Renzi, il piccolo Silvio alla prova fatale

Somiglianze e differenze tra due leader

Dal fondo del teatro stracolmo di pubblico, giornalisti e telecamere s’ode all’improvviso una vocetta strozzata, un lamento, quasi un singhiozzo: “Spostatevi, non vedo niente”. E in un lampo, mentre Angelino Alfano concede uno sguardo vuoto ai fotografi e Bruno Vespa controlla la scenografia di quest’ultima attesa presentazione del suo libro, Matteo Renzi, sul palco, smette di parlare, osserva l’anziana donna cui appartiene quella vocetta strozzata, e sornione azzecca la battuta: “Non si preoccupi signora non si perde nulla”. Risate. E davvero questo trentottenne fiorentino possiede doti teatrali e tempi della commedia. Mentre parlano gli altri lui sempre si fa muto e irridente, strizza l’occhio alla platea, e dunque accentra l’attenzione anche quando non parla. Scavezzacollo e fulmineo come l’Italia ha conosciuto soltanto Silvio Berlusconi – “se avesse un filo di tette le mostrerebbe”, diceva Indro Montanelli – Renzi è un venditore e impresario di se stesso non meno abile del CavaliereNon racconta barzellette scollacciate, non ha le stesse ubbie giocose del Sovrano di Arcore, ma alimenta attorno a sé la medesima attesa scenica, e tutti, sempre, s’aspettano fuochi d’artificio dialettici, giochi di parole, paralogismi, analogie e metafore umoristiche: “Il mio confessore una volta mi ha detto: ‘Matteo, Dio esiste, ma stai tranquillo non sei tu”. E tanti anni fa invece Berlusconi chiese a Vespa di odorargli il polso della mano destra: “Sente?”; “Sì, ma cos’è?”; “E’ odore di santità”.
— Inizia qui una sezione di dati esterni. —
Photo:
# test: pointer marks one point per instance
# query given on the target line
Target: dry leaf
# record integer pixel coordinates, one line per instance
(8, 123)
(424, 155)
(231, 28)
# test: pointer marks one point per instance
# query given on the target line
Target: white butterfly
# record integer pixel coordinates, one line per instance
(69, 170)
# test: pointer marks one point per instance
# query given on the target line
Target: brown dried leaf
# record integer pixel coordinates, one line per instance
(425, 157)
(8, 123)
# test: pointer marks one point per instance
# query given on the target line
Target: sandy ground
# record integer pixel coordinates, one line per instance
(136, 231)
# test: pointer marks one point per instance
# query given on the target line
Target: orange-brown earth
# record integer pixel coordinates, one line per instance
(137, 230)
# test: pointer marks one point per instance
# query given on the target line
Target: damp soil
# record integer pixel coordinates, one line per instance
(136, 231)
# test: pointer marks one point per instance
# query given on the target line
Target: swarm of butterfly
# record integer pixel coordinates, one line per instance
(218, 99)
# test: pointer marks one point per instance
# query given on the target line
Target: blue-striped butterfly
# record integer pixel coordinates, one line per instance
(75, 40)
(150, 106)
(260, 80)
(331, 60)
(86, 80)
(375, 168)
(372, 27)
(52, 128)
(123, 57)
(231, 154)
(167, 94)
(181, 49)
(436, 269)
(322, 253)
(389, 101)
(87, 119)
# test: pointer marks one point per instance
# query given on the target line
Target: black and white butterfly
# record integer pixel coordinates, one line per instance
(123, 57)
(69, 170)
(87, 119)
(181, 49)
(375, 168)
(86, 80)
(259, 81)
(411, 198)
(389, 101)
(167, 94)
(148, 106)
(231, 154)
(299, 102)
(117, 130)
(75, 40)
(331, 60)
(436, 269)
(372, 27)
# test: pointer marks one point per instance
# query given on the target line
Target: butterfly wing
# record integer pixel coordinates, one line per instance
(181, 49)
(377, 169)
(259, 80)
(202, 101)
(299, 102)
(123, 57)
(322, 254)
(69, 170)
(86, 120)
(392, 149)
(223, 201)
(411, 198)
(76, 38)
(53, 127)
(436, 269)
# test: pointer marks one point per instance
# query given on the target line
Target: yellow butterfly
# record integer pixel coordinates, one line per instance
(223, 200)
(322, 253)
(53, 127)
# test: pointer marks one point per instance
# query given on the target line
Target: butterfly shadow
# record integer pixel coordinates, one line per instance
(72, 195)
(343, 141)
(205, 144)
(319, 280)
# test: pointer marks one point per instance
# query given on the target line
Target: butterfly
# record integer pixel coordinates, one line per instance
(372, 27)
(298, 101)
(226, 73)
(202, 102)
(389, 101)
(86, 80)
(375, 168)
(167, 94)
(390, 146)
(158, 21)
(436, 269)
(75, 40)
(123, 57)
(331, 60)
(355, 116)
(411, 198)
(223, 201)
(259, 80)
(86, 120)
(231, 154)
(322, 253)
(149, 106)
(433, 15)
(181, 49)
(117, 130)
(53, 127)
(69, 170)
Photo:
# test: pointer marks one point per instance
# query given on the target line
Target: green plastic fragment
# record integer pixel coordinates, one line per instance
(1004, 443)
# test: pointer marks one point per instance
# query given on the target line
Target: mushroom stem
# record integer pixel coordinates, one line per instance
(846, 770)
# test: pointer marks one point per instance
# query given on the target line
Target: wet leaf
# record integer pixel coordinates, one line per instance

La politica è effetto di scena, diceva Karl Kraus, e l’Italia aveva finora conosciuto un solo cabarettista, simpatico e ruffiano, contraddittorio intrattenitore da crociera, magico e bugiardo. Ma adesso che un vero comico, Beppe Grillo, s’è fatto anche lui uomo politico, con Matteo Renzi gli affabulatori carismatici, così moderni eppure così antichi, nel nostro strano paese sono diventati tre. Eppure Grillo ha il suo vecchio stile arruffato e strillone, settario e assertivo, violento e indulgente alla volgarità, mentre Berlusconi e Renzi, narcisi, un po’ gradassi e sicuri di sé, seducenti e compiaciuti di sedurre, davvero sembrano fatti della stessa inafferrabile e ludica pasta, vogliono piacere a tutti, il loro marketing è rivolto alla famiglia italiana media. E sarebbe forse facile sociologia ricordare che Renzi è nato nel 1975, che canale Cinque è stato fondato nel 1974, che Renzi amava Mike Bongiorno al punto dall’aver voluto partecipare (vincendo) alla Ruota della Fortuna, e che insomma il segretario ragazzino del Pd è cresciuto a pane e televisione berlusconiana, uno spirito che gli scorre nel sangue, che forse rappresenta il suo orizzonte inconscio e sedimento più profondo. Giovedì scorso, a Roma, in Piazza di Santa Chiara, nel teatro gonfio che ospitava la presentazione del libro di Vespa, dev’essersene accorto anche Angelino Alfano, suo malgrado. L’ex gregario del Cavaliere, in poco più di un’ora di dibattito, è rimasto tramortito e imbambolato di fronte al bullismo protervo e giocoso di Renzi. Alfano, ridotto alla balbuzie, s’è visto travolgere da un turbinio di schiaffetti e sfotticchiamenti, allusioni, avanzate temerarie e improvvise ritirate, un sadico mobbing che non può non avergli ricordato gli anni vissuti alla corte di Arcore, la strategia e il passo crudele del suo vecchio padrino politico, il Cavaliere che lo dominava a suon di contundenti buffetti padronali: “Angelino è tanto bravo, però gli manca qualcosa. Gli manca il quid”.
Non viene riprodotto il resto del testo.